Remembering Albert Leccese, May 11, 1953 – July 17, 2010

“He treated everyone like they were a million-dollar customer, like they were Bruce Springsteen, even if they were just some young kid.” - Ken Toal, Audio Analysts

Albert Leccese’s three rules of live sound:
1) Make noise
2) Continue to make noise
3) Make it sound good if you can

Albert Leccese lost his 5-year battle with lung cancer early in the morning of July 17, 2010 with his family at his bedside. His wife, Denise and his two sons Paul, 22, and Steven, 19, survive him. He was far too young to go. Beyond that, he was far too good a man to be taken from us so early.
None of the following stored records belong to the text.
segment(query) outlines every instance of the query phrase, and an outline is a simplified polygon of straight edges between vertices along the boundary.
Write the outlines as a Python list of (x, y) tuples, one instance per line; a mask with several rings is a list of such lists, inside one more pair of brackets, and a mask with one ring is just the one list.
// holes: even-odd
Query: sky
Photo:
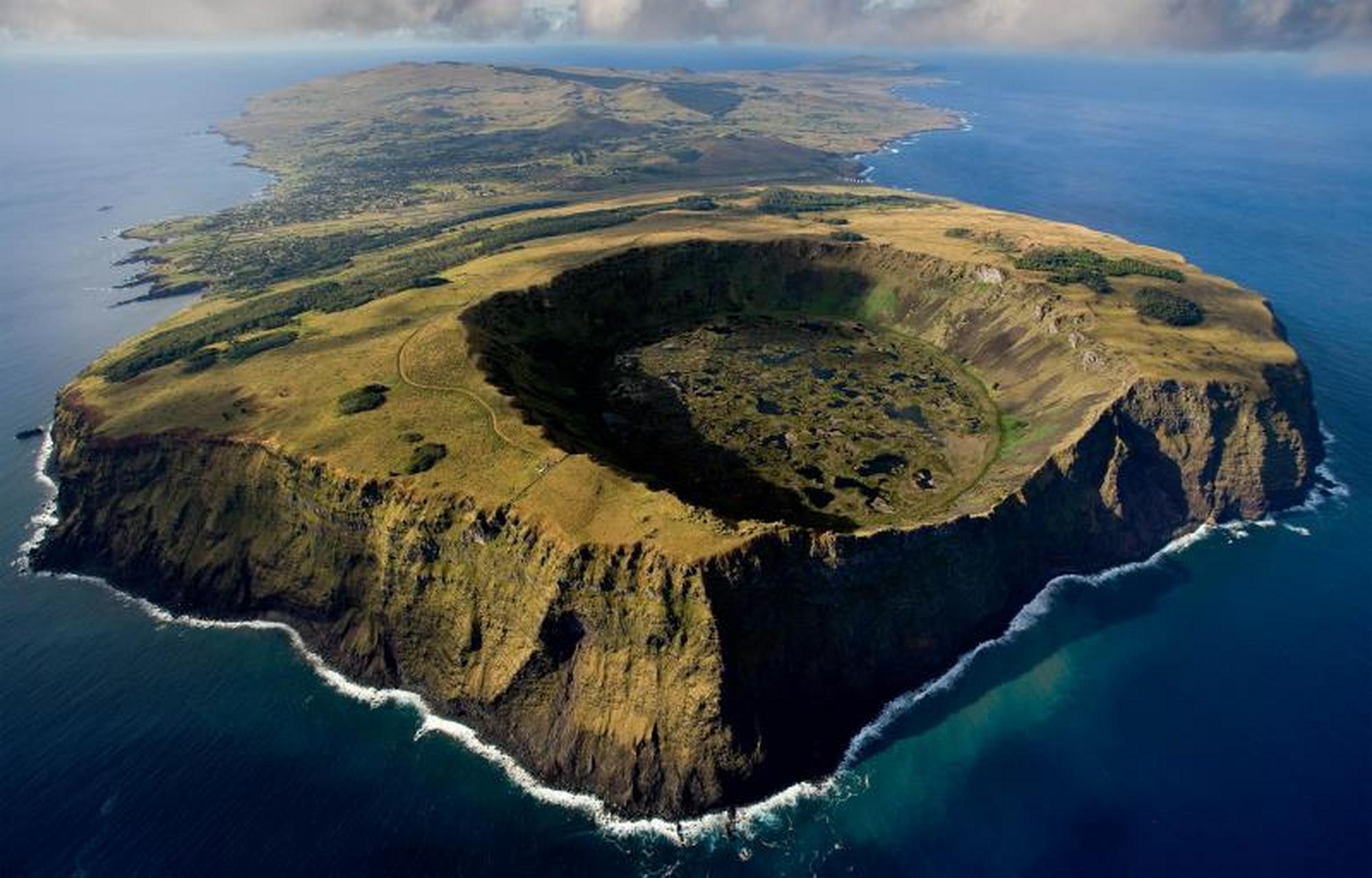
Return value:
[(7, 41), (413, 36), (1372, 59), (1372, 0), (0, 0)]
I share a birthday with Albert – same date, same year. My first contact with him was as a staff member for the Live Sound Workshop, held annually just before the Winter NAMM show through the 1990s. Out of the blue in 1994, when I was product manager for TOA Electronics, Albert called me up and offered to try out the first prototypes of our second-generation DSP at the north stage of Woodstock ’94.

What an experience! Four days of three hours of sleep a night. Same meal for breakfast, lunch and dinner. Snapple Tea only, not even water. Multiple stomach pumpings due to copious amounts of bad drugs being passed around… And cleaning the snake when it was over? Oh, mercy! As a manufacturing dweeb, I remember thinking I’d be willing to wait another 25 years before doing that again. But it was no big deal to Albert, just another gig. And yes, I watched him clean that snake.
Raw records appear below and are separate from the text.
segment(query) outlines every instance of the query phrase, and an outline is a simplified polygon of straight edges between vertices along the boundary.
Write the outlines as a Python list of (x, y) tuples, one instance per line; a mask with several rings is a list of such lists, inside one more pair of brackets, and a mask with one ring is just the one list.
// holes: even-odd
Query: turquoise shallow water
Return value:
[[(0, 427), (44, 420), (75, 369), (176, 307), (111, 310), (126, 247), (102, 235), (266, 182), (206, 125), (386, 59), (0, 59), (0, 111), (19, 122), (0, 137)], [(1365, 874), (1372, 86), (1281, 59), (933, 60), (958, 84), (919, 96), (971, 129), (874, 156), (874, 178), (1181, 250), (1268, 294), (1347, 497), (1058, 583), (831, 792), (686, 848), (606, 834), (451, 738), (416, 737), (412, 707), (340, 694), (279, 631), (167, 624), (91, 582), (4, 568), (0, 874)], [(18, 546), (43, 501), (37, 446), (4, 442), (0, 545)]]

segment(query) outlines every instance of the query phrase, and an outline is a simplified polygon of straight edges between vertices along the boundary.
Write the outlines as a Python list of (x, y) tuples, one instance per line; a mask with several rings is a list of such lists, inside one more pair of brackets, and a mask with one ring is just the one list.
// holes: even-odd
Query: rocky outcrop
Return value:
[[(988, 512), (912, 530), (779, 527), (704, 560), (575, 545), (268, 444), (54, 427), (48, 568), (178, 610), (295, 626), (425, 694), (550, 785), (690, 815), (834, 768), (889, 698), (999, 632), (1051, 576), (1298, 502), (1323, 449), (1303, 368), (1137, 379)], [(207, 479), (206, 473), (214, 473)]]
Albert and a big Audio Analysis rig at Giants Stadium in support of Bruce Springsteen and the E Street Band.
(Photo credit: Clive Young)

Albert was one of the pioneers of the touring sound industry. The list of tours he worked is endless, including Avril Lavigne, Blue Man Group, Bruce Springsteen, Linkin Park, Mark Knopfler, Norah Jones, REO, Ricky Martin, Ringo Starr, Sammy Hagar, Sarah McLachlan, Styx, and so on, as well as multiple Papal visits.
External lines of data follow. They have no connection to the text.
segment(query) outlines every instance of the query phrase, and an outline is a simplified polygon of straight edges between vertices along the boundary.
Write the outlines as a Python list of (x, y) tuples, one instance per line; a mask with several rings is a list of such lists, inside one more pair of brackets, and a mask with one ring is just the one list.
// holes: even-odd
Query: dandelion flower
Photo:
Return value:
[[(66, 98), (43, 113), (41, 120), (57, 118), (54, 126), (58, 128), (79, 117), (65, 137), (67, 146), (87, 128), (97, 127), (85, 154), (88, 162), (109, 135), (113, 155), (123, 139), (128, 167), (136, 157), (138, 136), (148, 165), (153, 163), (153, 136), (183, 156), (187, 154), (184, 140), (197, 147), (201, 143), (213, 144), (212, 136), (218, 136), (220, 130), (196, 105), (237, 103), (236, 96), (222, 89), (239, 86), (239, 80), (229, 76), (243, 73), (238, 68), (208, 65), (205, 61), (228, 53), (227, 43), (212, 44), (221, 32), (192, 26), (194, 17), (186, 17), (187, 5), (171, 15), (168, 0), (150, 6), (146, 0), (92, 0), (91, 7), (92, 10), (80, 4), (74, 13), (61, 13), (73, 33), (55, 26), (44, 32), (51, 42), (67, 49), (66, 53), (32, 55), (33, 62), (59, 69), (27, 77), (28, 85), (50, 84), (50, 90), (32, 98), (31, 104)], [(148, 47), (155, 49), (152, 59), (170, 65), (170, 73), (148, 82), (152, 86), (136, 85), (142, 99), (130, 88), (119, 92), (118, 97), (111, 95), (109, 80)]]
Albert’s official role was co-owner and vice president/director of engineering at Audio Analysts in Colorado Springs, and he also served as an invaluable resource to numerous manufacturers and engineering departments, providing considerable insights on product development and equipment evaluation.

Albert (far right) teaching an evening session on stage monitoring at a 2005 SynAudCon seminar in Colorado Springs.

Armed with an EE degree, he developed the first linear-phase DSP in the industry (detailed in the October 2006 issue of Live Sound International), and worked closely with Crown on the development of touring industry power amplifiers. He was also closely affiliated with JBL, contributing to many touring loudspeaker system designs.

JBL VP Mark Gander:

“My thoughts go to napkin designs that turned in to world-class tour sound systems… 2 AM weekend calls to expedite replacements for rained-on tour system woofers… shipping hundreds of speakers to build the “Monsters of Rock” tour system… TEC Awards banquets at AES conventions… Albert exchanging trade show badges with Ron Borthwick of Clair Bros. to confound the uninitiated manufacturers… AES dinners with the tour sound engineers… pub crawls and meetings of the ‘Sambuca Brothers Society’… Montreal, Plattsburgh, New York, Colorado Springs… and tour stops all around North America and the world. Endless shows at load-in, backstage, meals with the crew at catering, sitting at FOH, walking the hall even to the nosebleed sections, on the bus… very late nights in LA… the Audio Analysts “audio crib” in Marina Del Rey for wayward crew members… Albert contributing his time to teaching seminars whenever asked, and every year at the Live Sound Workshop… Albert frustrated with a humble student’s lack of comprehension, almost angry, then an under-the-breath sigh of resignation, followed by patient explanations of how the theory works in the real world, and how the get results that please the client and the audience…”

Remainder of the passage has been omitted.